For research, the priorities are clear: longer follow-up to test maintenance; minimal harmonization of outcomes (mental health, craving/consumption, sleep, quality of life, and engagement); and pragmatic or hybrid effectiveness–implementation designs [6,43,44,45]. In parallel, the field should progress into staged personalization, building robust basic/intermediate tailoring first and then testing more adaptive systems with explicit governance and risk assessment [18,22,44].

4.5. Limitations

The heterogeneity of interventions, technologies, outcomes and engagement measures limits direct comparisons and prevents strong generalizations. Digital adherence is often reported via app-use metrics, which may not reflect behavioral adherence to physical activity [39,44]. Follow-up is frequently short, limiting inference on maintenance and relapse prevention [10,45]. Moreover, evidence in addictions with physical activity as the central and digitally supported component is narrower than in mental health, requiring caution in interpretation and clear separation between efficacy claims and design recommendations [26,28,29,43]. Finally, equity, privacy and governance remain critical constraints, particularly when interventions rely on contextual data, passive sensing, or adaptive delivery [22,42,43,44].

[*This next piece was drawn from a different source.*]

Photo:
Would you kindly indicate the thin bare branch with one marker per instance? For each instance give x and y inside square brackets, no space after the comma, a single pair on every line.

Additionally, because we excluded studies where technology was used only for measurement/monitoring, we may have missed contexts in which behavior change occurs via mere measurement or observation effects (e.g., Hawthorne/observer effects), which should be considered when interpreting intervention-specific effects.

5. Conclusions

Digital interventions to promote physical activity are a promising avenue to support the promotion of mental health and, in selected contexts, contribute to the prevention of relapse into addictive behaviors. The available evidence suggests increased well-being mainly in depression, anxiety, stress and well-being, usually through multicomponent programs (goals, self-monitoring, and feedback). However, the heterogeneity of interventions and metrics, as well as the often-short follow-up, limit conclusions about maintenance.

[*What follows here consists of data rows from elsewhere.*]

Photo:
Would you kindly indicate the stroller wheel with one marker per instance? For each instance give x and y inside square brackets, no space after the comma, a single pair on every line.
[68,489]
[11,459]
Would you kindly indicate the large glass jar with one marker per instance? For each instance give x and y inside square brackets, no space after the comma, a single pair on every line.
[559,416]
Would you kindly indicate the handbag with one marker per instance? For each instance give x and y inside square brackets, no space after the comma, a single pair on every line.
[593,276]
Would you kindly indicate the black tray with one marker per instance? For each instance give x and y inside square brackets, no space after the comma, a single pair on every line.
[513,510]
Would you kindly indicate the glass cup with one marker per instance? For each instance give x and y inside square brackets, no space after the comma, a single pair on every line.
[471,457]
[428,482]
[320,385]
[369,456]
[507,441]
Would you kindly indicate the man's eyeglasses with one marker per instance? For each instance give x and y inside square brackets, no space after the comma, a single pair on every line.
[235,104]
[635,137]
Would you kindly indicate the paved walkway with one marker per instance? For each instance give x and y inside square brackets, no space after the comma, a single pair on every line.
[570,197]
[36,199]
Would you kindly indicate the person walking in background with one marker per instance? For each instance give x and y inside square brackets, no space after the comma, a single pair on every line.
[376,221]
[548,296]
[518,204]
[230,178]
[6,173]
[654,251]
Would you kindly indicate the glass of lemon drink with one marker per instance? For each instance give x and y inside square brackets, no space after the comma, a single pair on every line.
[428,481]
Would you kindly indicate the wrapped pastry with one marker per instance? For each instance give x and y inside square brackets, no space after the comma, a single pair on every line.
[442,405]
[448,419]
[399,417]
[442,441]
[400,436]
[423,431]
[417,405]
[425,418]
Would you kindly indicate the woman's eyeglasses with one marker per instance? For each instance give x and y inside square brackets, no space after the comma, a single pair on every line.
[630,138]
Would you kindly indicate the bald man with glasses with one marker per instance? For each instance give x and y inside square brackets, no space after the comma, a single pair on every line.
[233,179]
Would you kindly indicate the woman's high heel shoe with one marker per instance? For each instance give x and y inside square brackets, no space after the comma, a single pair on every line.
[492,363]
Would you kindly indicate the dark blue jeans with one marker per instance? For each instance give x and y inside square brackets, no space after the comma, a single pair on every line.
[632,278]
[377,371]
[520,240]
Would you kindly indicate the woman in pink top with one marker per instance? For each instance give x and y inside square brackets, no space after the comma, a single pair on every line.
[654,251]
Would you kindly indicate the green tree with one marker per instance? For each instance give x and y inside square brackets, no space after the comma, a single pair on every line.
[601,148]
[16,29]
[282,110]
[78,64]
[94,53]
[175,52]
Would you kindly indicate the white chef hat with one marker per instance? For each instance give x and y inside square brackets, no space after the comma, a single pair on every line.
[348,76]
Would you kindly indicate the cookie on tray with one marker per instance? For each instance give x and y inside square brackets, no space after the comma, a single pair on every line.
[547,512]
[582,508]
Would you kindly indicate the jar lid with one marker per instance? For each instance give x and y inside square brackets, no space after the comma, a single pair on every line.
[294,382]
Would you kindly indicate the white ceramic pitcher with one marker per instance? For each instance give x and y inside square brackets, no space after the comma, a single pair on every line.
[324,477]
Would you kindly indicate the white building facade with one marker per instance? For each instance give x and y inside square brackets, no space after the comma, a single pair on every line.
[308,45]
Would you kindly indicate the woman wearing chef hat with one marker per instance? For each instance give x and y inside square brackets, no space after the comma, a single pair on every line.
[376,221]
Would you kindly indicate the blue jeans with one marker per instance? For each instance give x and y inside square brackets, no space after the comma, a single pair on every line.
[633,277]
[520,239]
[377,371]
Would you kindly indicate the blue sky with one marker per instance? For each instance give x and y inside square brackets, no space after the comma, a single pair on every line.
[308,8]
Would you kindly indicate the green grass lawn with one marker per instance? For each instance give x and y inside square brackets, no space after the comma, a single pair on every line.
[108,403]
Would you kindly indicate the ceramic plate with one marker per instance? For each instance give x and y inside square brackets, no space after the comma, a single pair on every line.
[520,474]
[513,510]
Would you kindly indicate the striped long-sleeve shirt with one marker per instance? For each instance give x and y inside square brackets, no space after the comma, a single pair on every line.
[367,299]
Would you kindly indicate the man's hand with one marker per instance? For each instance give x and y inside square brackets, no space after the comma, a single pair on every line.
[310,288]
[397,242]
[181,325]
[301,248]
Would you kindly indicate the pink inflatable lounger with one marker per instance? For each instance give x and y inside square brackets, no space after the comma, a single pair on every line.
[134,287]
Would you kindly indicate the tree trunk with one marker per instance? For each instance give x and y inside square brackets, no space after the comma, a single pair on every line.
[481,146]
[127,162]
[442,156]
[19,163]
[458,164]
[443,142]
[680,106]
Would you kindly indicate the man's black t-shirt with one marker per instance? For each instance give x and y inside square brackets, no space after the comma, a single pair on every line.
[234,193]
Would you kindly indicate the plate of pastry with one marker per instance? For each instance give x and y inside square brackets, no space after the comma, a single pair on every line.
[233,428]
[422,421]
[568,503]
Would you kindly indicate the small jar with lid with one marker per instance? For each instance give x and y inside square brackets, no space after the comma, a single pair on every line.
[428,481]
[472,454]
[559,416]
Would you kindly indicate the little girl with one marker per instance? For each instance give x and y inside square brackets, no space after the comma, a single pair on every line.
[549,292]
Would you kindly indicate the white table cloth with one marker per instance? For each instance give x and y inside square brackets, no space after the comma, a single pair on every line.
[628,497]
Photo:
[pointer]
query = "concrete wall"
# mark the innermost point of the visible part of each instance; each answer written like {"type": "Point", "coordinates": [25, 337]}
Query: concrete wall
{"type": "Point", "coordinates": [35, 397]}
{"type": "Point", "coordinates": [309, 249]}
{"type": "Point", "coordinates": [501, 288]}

In addiction-related outcomes, the evidence is more restricted and concentrated in some clinical settings but supports the rationale of physical activity as a functional coping strategy for stress, negative affect and craving. A future priority is to integrate EMA/EMI/JITAI principles into digital physical activity interventions, with pragmatic design, harmonized outcomes, and evaluation of implementation, privacy, and equity.